Tesla, Twitter and SpaceX owner Elon Musk and Apple co-founder Steve Wozniak are losing sleep over the same problem. The latest advances in artificial intelligence, especially the development of long language models like GPT-4, are happening too fast and out of control.
The consequences can be disastrous for society. Not because these artificial intelligences are going to become self-aware and control their creators, like in science fiction novels and movies, but because they threaten to eliminate millions of jobs and multiply the problem of misinformation.

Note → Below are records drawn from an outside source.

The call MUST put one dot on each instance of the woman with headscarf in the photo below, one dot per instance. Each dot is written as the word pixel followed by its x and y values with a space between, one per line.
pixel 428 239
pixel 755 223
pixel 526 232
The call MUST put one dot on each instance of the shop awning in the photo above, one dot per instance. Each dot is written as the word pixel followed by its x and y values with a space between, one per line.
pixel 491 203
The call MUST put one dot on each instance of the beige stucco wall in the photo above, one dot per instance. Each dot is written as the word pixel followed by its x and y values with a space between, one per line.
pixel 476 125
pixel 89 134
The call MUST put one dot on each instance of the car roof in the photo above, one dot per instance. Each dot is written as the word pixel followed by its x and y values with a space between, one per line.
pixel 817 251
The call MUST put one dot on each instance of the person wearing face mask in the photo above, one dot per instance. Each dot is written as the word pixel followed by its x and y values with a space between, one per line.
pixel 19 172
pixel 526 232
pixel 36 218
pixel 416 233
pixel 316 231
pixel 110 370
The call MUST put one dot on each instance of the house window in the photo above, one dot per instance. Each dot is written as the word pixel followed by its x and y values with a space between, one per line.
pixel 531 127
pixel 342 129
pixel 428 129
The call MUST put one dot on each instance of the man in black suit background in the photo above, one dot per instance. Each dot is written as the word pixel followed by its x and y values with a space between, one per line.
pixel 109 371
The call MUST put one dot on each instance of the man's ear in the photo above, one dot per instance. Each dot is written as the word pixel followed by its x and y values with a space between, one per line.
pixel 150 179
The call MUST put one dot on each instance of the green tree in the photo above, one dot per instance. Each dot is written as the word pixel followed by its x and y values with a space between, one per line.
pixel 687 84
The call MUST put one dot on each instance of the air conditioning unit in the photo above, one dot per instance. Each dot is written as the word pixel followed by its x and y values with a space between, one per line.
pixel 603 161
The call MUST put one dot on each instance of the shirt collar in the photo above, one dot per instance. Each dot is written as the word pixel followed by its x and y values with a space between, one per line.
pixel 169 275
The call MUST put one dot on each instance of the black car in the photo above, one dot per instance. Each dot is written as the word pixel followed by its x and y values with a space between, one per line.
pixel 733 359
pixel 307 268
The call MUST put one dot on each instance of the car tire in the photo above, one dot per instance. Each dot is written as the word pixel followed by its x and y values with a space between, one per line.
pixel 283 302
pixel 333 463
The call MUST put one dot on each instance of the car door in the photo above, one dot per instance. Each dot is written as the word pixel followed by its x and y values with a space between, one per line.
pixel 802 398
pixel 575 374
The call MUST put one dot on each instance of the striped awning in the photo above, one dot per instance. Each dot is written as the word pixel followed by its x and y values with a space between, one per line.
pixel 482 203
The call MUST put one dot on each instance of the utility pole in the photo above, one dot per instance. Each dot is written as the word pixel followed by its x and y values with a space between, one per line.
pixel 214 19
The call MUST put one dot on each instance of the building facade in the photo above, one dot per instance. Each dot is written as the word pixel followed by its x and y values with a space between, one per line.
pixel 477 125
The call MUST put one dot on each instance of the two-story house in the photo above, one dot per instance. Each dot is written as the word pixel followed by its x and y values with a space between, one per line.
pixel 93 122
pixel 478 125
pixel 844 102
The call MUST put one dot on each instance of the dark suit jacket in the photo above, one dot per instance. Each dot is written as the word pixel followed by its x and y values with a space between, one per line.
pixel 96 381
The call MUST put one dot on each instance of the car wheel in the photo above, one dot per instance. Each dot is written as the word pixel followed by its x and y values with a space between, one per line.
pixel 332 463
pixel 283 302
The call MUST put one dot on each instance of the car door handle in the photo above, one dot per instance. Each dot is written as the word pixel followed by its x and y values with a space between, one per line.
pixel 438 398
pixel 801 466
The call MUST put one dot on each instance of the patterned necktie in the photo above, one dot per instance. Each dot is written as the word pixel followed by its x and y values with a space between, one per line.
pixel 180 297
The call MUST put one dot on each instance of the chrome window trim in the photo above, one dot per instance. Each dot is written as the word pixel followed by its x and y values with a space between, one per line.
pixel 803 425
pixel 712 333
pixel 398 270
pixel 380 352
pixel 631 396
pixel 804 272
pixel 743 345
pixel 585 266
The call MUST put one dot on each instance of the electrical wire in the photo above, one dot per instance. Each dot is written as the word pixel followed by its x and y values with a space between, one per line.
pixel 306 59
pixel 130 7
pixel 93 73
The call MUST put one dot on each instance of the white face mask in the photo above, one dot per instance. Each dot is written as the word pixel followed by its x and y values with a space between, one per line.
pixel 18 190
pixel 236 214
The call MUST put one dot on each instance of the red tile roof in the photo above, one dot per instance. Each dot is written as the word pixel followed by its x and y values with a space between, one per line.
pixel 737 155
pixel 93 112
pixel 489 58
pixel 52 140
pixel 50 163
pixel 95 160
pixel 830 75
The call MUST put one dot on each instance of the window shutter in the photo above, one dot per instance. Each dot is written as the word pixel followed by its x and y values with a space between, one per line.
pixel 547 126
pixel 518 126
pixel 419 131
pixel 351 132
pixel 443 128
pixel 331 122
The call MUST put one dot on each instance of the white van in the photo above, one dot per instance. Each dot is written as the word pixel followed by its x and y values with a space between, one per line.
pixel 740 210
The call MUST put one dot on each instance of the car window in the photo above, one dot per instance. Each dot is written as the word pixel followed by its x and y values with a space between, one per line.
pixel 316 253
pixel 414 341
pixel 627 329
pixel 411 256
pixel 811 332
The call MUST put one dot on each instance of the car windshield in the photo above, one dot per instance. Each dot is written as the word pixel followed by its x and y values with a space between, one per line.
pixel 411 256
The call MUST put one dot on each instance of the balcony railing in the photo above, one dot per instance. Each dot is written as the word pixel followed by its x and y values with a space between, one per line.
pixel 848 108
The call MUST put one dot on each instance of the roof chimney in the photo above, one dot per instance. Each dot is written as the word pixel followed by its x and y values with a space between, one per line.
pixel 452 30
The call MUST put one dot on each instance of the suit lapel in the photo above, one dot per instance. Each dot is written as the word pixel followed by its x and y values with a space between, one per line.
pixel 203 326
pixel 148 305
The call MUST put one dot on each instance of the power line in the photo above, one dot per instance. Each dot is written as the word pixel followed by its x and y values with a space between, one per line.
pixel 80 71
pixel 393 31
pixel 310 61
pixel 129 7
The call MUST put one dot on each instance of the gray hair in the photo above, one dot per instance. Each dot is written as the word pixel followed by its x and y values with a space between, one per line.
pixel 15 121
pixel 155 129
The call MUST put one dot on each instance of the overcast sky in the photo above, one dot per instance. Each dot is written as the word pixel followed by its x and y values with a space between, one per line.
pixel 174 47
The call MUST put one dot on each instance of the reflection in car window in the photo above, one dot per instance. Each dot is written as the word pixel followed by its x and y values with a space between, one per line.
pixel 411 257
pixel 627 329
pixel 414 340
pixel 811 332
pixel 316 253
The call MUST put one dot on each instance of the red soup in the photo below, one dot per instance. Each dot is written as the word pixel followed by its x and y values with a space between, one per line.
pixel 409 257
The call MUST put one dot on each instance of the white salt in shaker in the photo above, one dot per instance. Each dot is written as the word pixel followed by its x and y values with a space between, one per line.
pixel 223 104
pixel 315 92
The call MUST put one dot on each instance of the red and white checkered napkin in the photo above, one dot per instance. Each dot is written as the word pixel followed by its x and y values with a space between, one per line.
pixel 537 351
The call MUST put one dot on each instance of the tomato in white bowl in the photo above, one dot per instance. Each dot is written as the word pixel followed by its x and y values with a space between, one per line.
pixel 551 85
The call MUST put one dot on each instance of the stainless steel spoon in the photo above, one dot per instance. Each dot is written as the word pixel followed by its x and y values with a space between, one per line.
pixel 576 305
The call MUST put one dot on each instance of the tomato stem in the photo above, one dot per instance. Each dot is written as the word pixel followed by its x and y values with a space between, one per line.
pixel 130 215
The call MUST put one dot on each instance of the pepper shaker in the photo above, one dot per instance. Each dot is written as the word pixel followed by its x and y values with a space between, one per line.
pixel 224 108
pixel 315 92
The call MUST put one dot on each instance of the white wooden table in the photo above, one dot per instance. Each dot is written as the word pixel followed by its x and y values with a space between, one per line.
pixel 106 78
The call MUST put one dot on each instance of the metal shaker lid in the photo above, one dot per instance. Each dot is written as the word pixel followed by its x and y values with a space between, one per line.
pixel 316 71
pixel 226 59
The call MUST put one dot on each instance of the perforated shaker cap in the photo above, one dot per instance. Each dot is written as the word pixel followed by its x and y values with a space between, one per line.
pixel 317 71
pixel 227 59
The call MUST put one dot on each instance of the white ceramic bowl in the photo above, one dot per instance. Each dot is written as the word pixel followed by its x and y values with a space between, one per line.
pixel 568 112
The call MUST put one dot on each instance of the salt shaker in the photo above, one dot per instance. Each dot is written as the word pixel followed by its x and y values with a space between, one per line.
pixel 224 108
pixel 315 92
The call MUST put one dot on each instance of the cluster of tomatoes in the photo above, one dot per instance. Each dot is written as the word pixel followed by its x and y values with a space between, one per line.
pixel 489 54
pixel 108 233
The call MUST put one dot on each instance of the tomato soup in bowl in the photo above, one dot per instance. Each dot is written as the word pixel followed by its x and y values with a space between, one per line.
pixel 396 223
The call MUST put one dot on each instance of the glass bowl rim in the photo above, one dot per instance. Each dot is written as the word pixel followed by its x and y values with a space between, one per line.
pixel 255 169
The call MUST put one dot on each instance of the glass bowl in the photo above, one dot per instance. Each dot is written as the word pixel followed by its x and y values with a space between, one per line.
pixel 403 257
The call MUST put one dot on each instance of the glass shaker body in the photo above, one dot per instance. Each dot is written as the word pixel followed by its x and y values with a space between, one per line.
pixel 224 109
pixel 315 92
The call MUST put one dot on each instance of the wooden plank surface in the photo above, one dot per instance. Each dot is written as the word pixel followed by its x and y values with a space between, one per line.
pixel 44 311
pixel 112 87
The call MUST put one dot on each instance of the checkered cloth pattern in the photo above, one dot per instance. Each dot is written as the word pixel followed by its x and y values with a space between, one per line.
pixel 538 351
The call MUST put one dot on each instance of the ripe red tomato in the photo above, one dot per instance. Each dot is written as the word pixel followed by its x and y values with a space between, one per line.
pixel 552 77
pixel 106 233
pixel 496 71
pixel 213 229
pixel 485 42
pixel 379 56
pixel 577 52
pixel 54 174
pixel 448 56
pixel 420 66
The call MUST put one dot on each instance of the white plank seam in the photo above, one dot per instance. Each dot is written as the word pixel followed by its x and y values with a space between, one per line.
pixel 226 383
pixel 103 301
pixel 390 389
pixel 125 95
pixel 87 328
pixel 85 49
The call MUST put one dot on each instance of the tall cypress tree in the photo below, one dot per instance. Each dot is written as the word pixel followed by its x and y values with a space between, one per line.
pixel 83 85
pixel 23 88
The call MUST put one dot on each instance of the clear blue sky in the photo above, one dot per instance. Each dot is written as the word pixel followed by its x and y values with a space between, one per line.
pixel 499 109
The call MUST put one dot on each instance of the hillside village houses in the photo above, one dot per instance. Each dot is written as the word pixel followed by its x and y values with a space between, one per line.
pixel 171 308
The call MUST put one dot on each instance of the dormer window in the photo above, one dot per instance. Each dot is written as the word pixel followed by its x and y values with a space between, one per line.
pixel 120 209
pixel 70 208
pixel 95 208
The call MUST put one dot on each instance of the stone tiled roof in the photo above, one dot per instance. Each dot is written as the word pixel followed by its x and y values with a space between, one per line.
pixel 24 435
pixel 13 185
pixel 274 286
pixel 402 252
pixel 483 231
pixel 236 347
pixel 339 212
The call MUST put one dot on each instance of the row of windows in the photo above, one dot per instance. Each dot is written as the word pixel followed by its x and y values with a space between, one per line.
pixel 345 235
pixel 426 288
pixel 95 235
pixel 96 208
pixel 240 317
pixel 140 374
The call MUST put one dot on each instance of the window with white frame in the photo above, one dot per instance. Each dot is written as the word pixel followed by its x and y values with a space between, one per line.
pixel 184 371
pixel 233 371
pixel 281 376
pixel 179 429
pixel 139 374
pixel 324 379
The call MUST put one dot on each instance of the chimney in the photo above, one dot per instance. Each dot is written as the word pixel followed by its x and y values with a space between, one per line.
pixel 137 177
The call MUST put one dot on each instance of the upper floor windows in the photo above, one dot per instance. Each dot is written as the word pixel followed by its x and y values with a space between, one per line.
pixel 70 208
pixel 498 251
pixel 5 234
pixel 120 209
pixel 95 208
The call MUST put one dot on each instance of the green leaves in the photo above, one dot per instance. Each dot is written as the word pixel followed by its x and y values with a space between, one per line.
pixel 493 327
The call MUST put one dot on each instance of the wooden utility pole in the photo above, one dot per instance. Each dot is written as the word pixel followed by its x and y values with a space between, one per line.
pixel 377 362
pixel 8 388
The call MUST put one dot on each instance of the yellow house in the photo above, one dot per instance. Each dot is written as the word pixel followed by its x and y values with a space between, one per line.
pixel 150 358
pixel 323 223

And they are not the only ones who think so. More than 1,000 people including several important names from the world of technology and research, such as the director of the Center for Intelligent Systems at the University of Berkley, Stuart Russell, or the Spanish researcher Ramón Lopez De Mantaras, from the Artificial Intelligence Research Institute of the CSIC, are also concerned. They have all signed a petition from the Institute for the Future of Life, a non-profit institution that has been trying for years to create a regulatory framework around artificial intelligence. They are looking for OpenAI and other artificial intelligence companies to stop research for 6 months to try to consider the impact these tools have.
“Contemporary AI systems are catching up with humans in general tasks and we must ask ourselves: Should we let machines flood our information channels with propaganda? Should we automate all jobs? Should we develop non-human minds that eventually could they outnumber us, outsmart and replace us? Should we risk losing control of our civilization?” the petition creators ask.
The purpose of the pause is for AI labs and independent experts to use it to develop and implement a set of common security protocols for advanced AI design and development, audited and monitored by independent external experts.
But behind Musk’s signing, at least, there might be less altruistic motives. Musk was one of the founders of OpenAI, the company behind the GPT-4 language model and ChatGPT, but he left the firm, then a non-profit organization, saying they weren’t moving fast enough. Musk tried to convince the other founding partners to make him CEO, but the board ultimately chose Sam Altman.
After securing significant funding from Microsoft, abandoning non-profit status and becoming the benchmark in artificial intelligence, Musk has begun to openly criticize OpenAI and threaten to create a rival for the firm.